The same Taliban that banned Afghans from television - and movies, and music, from dancing, we don't even talk - now summon cameras from all over the world to make them believe that they are other people, that they should not be afraid of them, that they do not go to retaliate against anyone.
The same Taliban who shot Malala and threw acid at girls in schools say today that they will respect women's rights "within Islamic law," a disturbing statement for those who only believe the law that they make is sacred.
A spokesman for those Taliban who locked women in homes and burqas between 1996 and 2001, Mawlawi Abdulhaq Hemad, appeared on the set of the Afghan channel TOLOnews on Tuesday.
Journalist Beheshta Arghand faced the delicate challenge of interviewing him.
She did it open-faced, with her hair peeking out under the veil and a couple of meters, either for decorum or for covid protocol.
"It still amazes me that people are scared with the Taliban," said the representative of the group that organized mass executions in squares and stadiums as the only authorized spectacle.
Beheshta Arghand and Mawlawi Abdulhaq, in the interview broadcast on Tuesday on TOLOnews channel.

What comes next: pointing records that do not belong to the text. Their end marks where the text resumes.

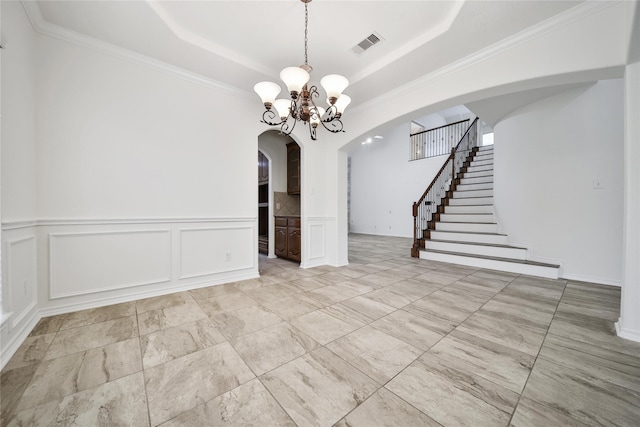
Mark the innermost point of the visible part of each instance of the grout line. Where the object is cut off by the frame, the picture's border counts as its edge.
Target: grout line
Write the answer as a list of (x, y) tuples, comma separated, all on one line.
[(537, 355)]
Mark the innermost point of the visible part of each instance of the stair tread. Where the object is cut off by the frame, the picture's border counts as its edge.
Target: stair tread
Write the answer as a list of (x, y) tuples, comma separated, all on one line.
[(516, 261), (469, 232), (493, 245), (470, 223), (465, 213)]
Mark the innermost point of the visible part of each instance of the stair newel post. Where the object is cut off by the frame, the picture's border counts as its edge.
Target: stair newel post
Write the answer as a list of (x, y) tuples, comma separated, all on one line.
[(415, 253), (452, 158)]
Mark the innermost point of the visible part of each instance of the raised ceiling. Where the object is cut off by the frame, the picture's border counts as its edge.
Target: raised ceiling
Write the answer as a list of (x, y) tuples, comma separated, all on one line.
[(239, 43)]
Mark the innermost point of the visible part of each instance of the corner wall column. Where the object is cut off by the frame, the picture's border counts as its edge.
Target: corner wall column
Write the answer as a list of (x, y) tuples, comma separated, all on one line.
[(628, 326)]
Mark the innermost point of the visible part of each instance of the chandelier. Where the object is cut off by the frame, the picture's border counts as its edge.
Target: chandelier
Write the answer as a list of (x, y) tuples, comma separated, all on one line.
[(301, 105)]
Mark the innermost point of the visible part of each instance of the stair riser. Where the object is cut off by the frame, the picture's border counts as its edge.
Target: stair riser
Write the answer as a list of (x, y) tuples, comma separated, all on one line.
[(517, 254), (484, 209), (488, 170), (478, 186), (480, 174), (471, 201), (488, 163), (530, 270), (486, 218), (467, 227), (492, 239), (478, 180), (473, 194)]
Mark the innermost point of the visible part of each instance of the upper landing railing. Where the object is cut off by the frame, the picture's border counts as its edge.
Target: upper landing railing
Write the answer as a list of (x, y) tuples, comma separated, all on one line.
[(437, 141)]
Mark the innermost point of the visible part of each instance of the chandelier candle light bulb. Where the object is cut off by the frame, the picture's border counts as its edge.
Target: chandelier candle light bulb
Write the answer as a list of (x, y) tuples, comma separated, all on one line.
[(301, 105)]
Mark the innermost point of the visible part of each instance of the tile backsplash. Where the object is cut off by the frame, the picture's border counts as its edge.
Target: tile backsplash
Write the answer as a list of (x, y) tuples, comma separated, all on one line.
[(285, 204)]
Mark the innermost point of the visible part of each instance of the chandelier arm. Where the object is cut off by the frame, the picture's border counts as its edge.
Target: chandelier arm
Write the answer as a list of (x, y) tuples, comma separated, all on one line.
[(268, 118), (331, 114), (312, 132), (286, 128), (334, 125)]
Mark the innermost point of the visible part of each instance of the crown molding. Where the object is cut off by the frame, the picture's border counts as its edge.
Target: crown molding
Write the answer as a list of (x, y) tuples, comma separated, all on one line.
[(41, 26), (549, 25)]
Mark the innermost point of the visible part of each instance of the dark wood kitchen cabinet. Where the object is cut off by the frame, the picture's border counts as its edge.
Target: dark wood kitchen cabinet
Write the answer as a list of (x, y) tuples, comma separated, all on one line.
[(287, 239), (293, 168)]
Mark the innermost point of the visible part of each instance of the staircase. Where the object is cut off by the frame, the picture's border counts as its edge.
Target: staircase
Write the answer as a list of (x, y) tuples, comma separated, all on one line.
[(465, 229)]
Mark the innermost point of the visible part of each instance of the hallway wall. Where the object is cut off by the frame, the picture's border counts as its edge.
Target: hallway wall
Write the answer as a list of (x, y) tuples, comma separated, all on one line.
[(549, 158)]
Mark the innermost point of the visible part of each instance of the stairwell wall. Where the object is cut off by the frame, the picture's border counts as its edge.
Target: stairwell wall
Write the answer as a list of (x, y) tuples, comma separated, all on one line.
[(385, 184), (558, 175)]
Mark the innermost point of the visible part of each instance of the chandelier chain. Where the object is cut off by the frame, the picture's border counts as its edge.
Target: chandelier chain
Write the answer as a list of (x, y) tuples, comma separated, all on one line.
[(306, 39)]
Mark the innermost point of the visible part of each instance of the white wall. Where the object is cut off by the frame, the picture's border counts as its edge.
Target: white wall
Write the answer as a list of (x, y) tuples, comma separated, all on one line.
[(121, 180), (19, 281), (385, 184), (548, 158)]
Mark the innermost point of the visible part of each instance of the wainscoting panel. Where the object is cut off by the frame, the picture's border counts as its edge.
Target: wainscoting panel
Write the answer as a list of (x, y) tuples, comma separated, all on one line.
[(317, 247), (207, 251), (84, 263), (21, 277)]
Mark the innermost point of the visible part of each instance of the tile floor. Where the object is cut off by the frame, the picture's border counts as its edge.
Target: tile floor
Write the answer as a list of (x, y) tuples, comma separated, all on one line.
[(386, 341)]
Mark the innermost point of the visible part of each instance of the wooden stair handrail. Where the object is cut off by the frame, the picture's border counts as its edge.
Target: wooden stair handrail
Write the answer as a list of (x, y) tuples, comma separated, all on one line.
[(416, 205)]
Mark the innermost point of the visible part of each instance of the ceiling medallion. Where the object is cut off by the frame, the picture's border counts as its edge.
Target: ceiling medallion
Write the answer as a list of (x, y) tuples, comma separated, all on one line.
[(301, 105)]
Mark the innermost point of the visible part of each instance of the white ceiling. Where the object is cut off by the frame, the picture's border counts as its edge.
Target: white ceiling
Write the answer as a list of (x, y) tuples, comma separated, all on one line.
[(242, 42)]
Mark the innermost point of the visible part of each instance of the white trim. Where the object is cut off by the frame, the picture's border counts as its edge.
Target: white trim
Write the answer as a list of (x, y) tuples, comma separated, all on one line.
[(3, 319), (556, 22), (101, 302), (40, 25), (53, 295), (15, 321), (10, 348), (182, 276), (320, 218), (17, 318), (626, 333), (591, 279), (17, 224)]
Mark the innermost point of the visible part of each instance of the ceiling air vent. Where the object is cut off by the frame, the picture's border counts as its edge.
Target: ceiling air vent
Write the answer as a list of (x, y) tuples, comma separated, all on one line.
[(365, 44)]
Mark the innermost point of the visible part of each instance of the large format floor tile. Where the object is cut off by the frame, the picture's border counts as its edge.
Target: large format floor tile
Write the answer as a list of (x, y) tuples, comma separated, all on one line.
[(375, 353), (247, 405), (385, 409), (273, 346), (182, 384), (388, 340), (451, 396), (319, 388)]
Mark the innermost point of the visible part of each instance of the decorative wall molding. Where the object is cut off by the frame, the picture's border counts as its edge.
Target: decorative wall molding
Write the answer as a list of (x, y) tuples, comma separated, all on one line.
[(14, 287), (25, 223), (56, 251), (18, 224), (317, 242), (40, 25), (218, 263)]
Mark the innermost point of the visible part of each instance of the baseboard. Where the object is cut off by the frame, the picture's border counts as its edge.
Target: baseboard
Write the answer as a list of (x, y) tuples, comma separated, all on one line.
[(101, 302), (626, 333), (590, 279), (10, 348)]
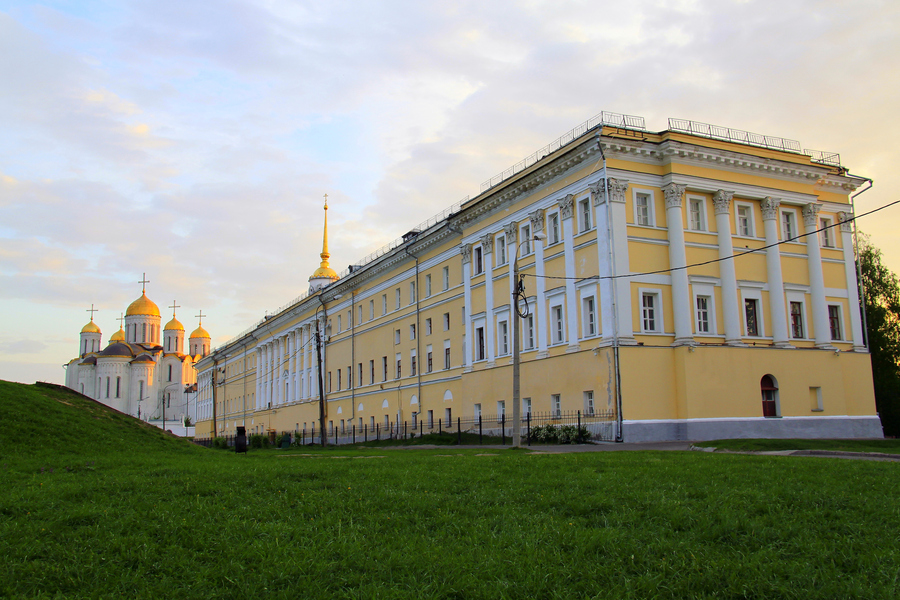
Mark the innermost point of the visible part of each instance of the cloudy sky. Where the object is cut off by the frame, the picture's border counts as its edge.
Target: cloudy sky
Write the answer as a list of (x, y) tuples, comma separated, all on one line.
[(193, 141)]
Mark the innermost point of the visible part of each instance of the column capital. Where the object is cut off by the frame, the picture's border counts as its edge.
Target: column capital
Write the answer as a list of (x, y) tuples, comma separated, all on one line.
[(512, 232), (487, 243), (846, 221), (811, 214), (722, 202), (674, 194), (537, 221), (565, 206), (466, 251), (617, 189), (769, 207)]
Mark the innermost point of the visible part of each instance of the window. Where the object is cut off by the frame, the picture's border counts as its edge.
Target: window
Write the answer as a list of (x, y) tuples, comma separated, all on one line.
[(650, 317), (745, 220), (503, 337), (788, 224), (797, 320), (526, 240), (584, 213), (703, 303), (559, 334), (501, 250), (553, 228), (529, 332), (697, 216), (751, 311), (643, 209), (769, 389), (589, 316), (827, 235), (834, 322)]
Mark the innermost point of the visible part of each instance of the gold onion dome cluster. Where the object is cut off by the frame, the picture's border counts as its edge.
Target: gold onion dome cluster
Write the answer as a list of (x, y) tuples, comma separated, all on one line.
[(142, 306), (90, 328)]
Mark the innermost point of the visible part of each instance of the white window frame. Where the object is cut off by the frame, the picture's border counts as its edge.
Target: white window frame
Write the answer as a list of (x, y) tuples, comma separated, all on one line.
[(841, 331), (751, 220), (753, 294), (502, 254), (659, 325), (554, 235), (800, 298), (792, 217), (703, 225), (585, 214), (651, 206)]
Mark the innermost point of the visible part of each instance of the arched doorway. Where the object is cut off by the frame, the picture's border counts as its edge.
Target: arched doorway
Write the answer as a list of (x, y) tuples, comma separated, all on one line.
[(769, 388)]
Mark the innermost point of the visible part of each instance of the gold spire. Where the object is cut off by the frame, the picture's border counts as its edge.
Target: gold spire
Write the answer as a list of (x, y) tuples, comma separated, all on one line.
[(324, 270)]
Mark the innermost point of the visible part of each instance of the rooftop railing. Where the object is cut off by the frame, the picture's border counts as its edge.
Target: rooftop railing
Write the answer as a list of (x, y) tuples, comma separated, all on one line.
[(604, 118)]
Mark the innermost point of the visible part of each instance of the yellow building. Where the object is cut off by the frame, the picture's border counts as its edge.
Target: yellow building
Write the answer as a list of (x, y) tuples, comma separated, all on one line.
[(637, 312)]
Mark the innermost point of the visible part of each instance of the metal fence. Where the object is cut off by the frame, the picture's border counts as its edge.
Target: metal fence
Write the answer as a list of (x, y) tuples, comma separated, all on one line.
[(573, 426)]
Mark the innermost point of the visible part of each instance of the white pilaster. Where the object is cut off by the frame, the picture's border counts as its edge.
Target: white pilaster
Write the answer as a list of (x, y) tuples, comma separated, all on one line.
[(681, 303), (852, 284), (537, 225), (730, 310), (769, 207), (466, 251), (816, 279), (566, 212)]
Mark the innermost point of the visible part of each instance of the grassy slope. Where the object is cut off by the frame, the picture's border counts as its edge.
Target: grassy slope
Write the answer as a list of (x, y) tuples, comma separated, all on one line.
[(171, 521)]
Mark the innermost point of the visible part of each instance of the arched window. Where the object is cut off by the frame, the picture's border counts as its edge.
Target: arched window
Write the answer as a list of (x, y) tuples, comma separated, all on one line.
[(769, 388)]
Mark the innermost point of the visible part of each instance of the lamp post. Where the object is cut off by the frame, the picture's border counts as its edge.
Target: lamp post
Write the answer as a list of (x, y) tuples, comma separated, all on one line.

The TOLO network, founded in 2004, claims to be the first in Afghanistan with female presenters. Its founder, Saad Mohseni, an Afghan-Australian living in Dubai, tries to move on, but not as usual. It has removed singers and dancers from programming, but keeps soap operas, which may also upset fans.
The Taliban, who until yesterday attacked journalists, say that they will not shut down private media as long as they do not act against the national interest, that is, theirs.
Thomas L. Friedman writes in
The New York Times
that bearded men cannot behave today as before 2001 because the population that did not know their yoke - the average age is 18 years - lives attached to the smartphone and the networks, which are windows to the world.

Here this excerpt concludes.